Sendo a finalidade político-criminal que a lei visa com o instituto da suspensão da execução da sanção acessória de inibição de conduzir o afastamento do condutor, no futuro, da prática de novas infracções rodoviárias, um prognóstico favorável fundamentador da suspensão não se mostra sustentado no caso.

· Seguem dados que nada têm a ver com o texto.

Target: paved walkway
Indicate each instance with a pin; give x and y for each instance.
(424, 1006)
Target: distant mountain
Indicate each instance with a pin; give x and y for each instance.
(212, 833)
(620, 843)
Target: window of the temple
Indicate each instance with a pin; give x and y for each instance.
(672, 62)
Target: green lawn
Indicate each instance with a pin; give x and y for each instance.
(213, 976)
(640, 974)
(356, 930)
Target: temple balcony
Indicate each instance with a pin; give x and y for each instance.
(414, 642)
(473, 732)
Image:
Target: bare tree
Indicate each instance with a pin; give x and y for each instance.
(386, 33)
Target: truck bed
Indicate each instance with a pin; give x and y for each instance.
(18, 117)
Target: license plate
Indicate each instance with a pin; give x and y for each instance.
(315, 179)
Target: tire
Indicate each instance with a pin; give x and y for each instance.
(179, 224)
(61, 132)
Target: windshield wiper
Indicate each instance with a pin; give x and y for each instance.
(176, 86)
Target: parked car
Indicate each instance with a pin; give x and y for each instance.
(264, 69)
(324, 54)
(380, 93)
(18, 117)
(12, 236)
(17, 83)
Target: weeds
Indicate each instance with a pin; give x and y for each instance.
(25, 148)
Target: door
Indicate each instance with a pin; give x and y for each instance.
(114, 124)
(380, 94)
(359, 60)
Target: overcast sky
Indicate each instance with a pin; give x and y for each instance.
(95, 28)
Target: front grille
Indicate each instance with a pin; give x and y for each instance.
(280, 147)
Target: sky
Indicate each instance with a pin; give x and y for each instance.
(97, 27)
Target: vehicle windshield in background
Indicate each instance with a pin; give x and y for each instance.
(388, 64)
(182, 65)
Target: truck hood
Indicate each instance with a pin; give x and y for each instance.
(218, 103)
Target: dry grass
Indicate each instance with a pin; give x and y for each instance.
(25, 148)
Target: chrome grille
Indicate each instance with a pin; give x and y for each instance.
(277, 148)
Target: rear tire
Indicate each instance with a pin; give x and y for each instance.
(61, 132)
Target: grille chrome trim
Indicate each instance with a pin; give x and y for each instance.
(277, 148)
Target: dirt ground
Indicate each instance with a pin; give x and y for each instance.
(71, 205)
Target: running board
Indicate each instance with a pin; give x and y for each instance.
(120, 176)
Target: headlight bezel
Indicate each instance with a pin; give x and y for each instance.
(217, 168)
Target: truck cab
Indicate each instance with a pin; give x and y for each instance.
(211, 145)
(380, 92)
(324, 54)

O comportamento rodoviário do recorrente, anterior aos factos, constitui razão séria para duvidar da capacidade do recorrente de, com a mera ameaça de cumprimento da sanção acessória de inibição de conduzir, mesmo que com a sua submissão a outros deveres, interiorizar as exigências cívicas de adequar a sua condução à observância das regras de circulação rodoviária, o que afasta a prognose social favorável ao arguido que os tratadistas exigem – veja-se o Prof. Jescheck (in "Tratado de Derecho Penal", ed. em língua espanhola, vol. 11, pág. 1154):
«A prognose social favorável do arguido, que sempre se deverá ver ficar, consiste na esperança de que o condenado sentirá a condenação como uma advertência e não cometerá no futuro nenhum delito... Esperança não significa certeza. O tribunal deve estar disposto a assumir um risco prudente, mas se existem dúvidas sérias sobre a capacidade do condenado para compreender a oportunidade de ressocialização que lhe é oferecida, a prognose deve ser negativa, o que de facto supõe um “in dubio contra reum" A prognose exige uma valoração total de todas as circunstâncias que tornam possível uma conclusão sobre a conduta futura do arguido. Estas circunstâncias são, a sua personalidade (por ex. inteligência e carácter), a sua vida anterior (por ex., outros delitos anteriormente cometidos da mesma ou de outra natureza), as circunstâncias do delito (por ex., motivações e fins), o seu comportamento depois de ter cometido o crime (por ex., reparação do dano, arrependimento), as circunstâncias da sua vida (por ex. profissão, casamento e família) e os efeitos que se esperam da suspensão... Não há nenhuma razão para excluir regularmente do beneficio da suspensão da pena determinados grupos de crimes como... os crimes violentos... A gravidade da ilicitude e da culpa só deve tomar-se em conta no facto julgado quando dele possa derivar um perigo de reincidência. A prognose deve ser entendida num sentido puramente preventivo especial, e não tendo em conta os critérios de prevenção geral.”
Da ponderação e valoração global de todas as apontadas circunstâncias e condições pode concluir-se que as mesmas não permitem, agora, esperar que o arguido, tendo já sentido, até pela medida e espécie de sanções a que foi sujeito, a censura e condenação da sua conduta, tomará a nova sanção acessória, agora sem a possibilidade de qualquer dúvida, como uma advertência séria, muito séria até, e não cometerá no futuro mais nenhum delito.
Isto é, inexistem razões para crer que, em concreto, «...a simples censura do facto e a ameaça da prisão realizam de forma adequada e suficiente as finalidades da punição».
Nem mesmo a alegada necessidade de conduzir em função da profissão, uma vez que já preexistia à data da contra-ordenação ora em apreço e tal não inibiu o recorrente no respectivo cometimento, não seria de molde a, no quadro dado, enfraquecer as exigências de prevenção especial, tanto mais que não ficou provado que o cumprimento da sanção acessória venha a comprometer irremediavelmente o seu posto de trabalho, e não são susceptíveis de, por si só, suportar um juízo sobre o carácter favorável da prognose.
Termos em que também, nesta parte, é por demais evidente a ausência de razão por parte do recorrente.
III.
Termos em que, por unanimidade e manifesta improcedência, se rejeita o recurso, confirmando a decisão recorrida.
Custas a cargo do recorrente fixando a taxa de justiça em 6 UC's de (art.º 87.º n.º1 al. c) e 3 do CCJ aprovado pelo DL 324/2003 de 27/12) e em 3 UC’s a importância a que alude o art.º 420º n.º 3 CPP.